Milwaukee, USA - The founder of the Living Church of God said Sunday that the church is opposed to all violence and if the man who killed seven church members on Saturday in Brookfield, Wis., was motivated by any sort of religious feeling, he was acting against church beliefs.
The Rev. Roderick C. Meredith, the central leader of the Charlotte, N.C.-based church, said in a telephone interview that he felt deep sorrow for all the victims of the shooting spree and that he was shocked by the actions of Terry Ratzmann, a church member from New Berlin, during services at the Brookfield Sheraton hotel.
"We're a pacifist church," he said. "We do not believe in violence or killing."
Meredith said that while the church emphasizes its beliefs that cataclysmic events will occur at the end of time and that that time is coming soon, it taught that people should not take matters into their own hands. If that was a factor in Ratzmann's thinking, Meredith said, "that would be exactly opposite what we've been teaching."
Police say they have not determined Ratzmann's motive. Some people who knew Ratzmann said he had been upset by a taped speech by Meredith he heard recently that told people to prepare for the end times and major economic upheavals. Others have suggested Ratzmann was depressed or had been having problems at work.
Meredith said he did not know of an explanation for why Ratzmann opened fire on members of the church and that nothing like that had happened before in the church's history.
Meredith said several leaders of the church were in Milwaukee or traveling here on Sunday to help members and to deal with the aftermath of the shootings. They included Charles E. Bryce of Charlotte, the administrator of the church, who was not available for comment.
"It is hard to understand. It is a terrible tragedy," Meredith said. He said God causes all things to work together ultimately for good, but "we don't understand the specifics; we wish we did."
James Tabor, chairman of the religious studies department at the University of North Carolina-Charlotte, said Sunday that the Living Church of God was created in a splintering of the better-known Worldwide Church of God, founded by the late Herbert W. Armstrong and based in California.
Armstrong held to some unconventional Christian beliefs, including that the Sabbath should be celebrated on Saturday and that holy days on the calendar are those given in Leviticus, which included holidays such as Passover. He also emphasized that the end of time was coming soon.
After Armstrong's death in 1986, his church ruled that some of these beliefs were in error and moved toward the mainstream of the evangelical world, Tabor said. Meredith remained more faithful to the original Armstrong positions and broke away. In 2003, Meredith's church, now known as the Living Church of God, moved its headquarters from San Diego to Charlotte.
Tabor described the church as conservative and evangelical, but said, "The key thing would be apocalyptic."
In its Official Statement of Fundamental Beliefs on its Web site (www.livingcog.org), the church says its mission includes: "To preach the true Gospel of the Kingdom of God and the name of Jesus Christ to all nations as a witness" and "to preach the end-time prophecies and to warn the English-speaking nations and all the world of the coming Great Tribulation."
"We believe that we are fast approaching that time," it says.

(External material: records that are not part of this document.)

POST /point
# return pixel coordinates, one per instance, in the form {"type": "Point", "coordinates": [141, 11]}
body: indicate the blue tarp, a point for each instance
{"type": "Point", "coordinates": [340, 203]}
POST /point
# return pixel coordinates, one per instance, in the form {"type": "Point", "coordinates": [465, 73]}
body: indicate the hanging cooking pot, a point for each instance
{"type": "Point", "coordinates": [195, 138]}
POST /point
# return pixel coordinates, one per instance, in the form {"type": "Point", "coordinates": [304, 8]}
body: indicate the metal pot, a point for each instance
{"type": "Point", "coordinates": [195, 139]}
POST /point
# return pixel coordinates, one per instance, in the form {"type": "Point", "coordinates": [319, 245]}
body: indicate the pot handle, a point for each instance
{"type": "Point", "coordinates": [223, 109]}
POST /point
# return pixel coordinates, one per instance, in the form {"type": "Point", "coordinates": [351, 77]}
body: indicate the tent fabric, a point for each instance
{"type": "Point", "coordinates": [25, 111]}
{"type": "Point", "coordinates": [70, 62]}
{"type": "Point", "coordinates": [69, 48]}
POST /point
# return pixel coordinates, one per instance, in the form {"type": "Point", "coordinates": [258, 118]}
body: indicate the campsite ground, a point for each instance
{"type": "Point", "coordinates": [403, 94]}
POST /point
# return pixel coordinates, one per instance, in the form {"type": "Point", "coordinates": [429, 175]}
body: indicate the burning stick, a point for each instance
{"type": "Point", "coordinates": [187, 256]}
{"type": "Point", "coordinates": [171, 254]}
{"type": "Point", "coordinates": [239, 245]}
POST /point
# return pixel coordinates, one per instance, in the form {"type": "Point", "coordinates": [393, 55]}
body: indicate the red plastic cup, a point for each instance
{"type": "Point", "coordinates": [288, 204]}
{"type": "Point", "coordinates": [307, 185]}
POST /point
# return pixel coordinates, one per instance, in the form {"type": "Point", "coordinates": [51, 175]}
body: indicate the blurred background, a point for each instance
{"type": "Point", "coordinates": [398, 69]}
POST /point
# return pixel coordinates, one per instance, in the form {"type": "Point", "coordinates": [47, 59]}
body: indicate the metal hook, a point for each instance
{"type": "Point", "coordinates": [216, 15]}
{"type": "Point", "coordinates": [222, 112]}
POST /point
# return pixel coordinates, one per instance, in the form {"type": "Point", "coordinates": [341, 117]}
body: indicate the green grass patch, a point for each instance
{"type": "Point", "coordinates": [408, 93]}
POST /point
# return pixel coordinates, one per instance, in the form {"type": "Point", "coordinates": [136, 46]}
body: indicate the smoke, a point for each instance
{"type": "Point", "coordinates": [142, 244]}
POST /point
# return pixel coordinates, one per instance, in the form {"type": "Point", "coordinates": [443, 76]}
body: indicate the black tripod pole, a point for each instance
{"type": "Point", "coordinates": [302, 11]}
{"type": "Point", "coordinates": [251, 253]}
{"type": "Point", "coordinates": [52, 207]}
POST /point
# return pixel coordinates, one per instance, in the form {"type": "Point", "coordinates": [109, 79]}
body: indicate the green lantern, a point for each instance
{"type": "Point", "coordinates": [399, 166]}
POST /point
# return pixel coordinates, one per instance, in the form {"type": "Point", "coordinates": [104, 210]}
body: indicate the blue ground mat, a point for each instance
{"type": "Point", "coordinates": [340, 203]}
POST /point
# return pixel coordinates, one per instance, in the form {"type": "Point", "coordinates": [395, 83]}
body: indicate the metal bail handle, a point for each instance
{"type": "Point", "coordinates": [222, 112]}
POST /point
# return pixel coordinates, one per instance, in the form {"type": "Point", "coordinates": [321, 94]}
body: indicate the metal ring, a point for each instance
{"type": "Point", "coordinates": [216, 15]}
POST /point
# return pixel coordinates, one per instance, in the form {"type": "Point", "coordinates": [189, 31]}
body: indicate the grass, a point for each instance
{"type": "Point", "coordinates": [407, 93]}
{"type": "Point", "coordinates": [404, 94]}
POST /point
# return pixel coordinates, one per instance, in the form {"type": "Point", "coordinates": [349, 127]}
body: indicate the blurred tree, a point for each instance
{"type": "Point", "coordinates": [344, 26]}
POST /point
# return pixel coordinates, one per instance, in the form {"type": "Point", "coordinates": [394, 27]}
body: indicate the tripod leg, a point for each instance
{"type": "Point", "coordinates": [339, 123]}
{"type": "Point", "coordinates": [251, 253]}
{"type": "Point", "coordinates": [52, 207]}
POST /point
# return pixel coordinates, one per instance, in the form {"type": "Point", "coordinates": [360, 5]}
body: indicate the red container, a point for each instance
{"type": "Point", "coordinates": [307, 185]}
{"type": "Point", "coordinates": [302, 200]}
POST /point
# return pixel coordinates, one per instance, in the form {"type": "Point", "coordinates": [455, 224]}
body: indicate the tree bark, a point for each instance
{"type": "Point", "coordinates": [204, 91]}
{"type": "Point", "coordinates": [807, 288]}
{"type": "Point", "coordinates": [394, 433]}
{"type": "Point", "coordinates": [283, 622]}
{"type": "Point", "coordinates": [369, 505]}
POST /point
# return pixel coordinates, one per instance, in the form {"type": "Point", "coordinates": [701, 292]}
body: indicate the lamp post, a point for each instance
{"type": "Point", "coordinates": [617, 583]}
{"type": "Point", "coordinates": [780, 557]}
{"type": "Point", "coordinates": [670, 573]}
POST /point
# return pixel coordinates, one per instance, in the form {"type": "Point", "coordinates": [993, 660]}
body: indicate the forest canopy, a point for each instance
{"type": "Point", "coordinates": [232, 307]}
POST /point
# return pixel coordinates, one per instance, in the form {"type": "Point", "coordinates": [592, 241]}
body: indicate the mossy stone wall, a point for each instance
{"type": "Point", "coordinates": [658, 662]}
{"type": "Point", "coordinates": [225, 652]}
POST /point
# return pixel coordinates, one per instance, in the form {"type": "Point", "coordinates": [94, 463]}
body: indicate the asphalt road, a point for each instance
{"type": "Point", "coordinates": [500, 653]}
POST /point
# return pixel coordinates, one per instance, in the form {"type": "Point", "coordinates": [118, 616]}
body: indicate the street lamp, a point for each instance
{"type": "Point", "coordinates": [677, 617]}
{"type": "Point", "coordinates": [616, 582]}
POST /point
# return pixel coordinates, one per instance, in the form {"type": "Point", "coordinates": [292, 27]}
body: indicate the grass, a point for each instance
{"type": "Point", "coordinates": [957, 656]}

The church holds generally that members should not take part in politics, juries or military service, and it continues to observe the Sabbath from sundown Friday to sundown Saturday because that is what Jesus and his apostles did.
Tabor said that while the church puts "strong emphasis on the Hebrew roots of the Christian faith," including its Sabbath and holiday observances, it would not be correct to view it as connected to Judaism. The church believes strongly in the divine identity of Jesus.
"They would tend to really revere the Old Testament along side the New Testament more than most Christian groups do," Tabor said.
He said there are about 5,000 to 7,000 members but the success of the church's magazine, Tomorrow's World, and its television programs gave it a higher profile than its actual numbers would suggest.
"They keep to themselves," he said. "They're a very peaceful group."
He said members of the church are "a complete diverse mix, from the high to the low" in income and seemed like a cross-section of people who would be found in any evangelical church or of people "who get attracted to an end-of-the-world message."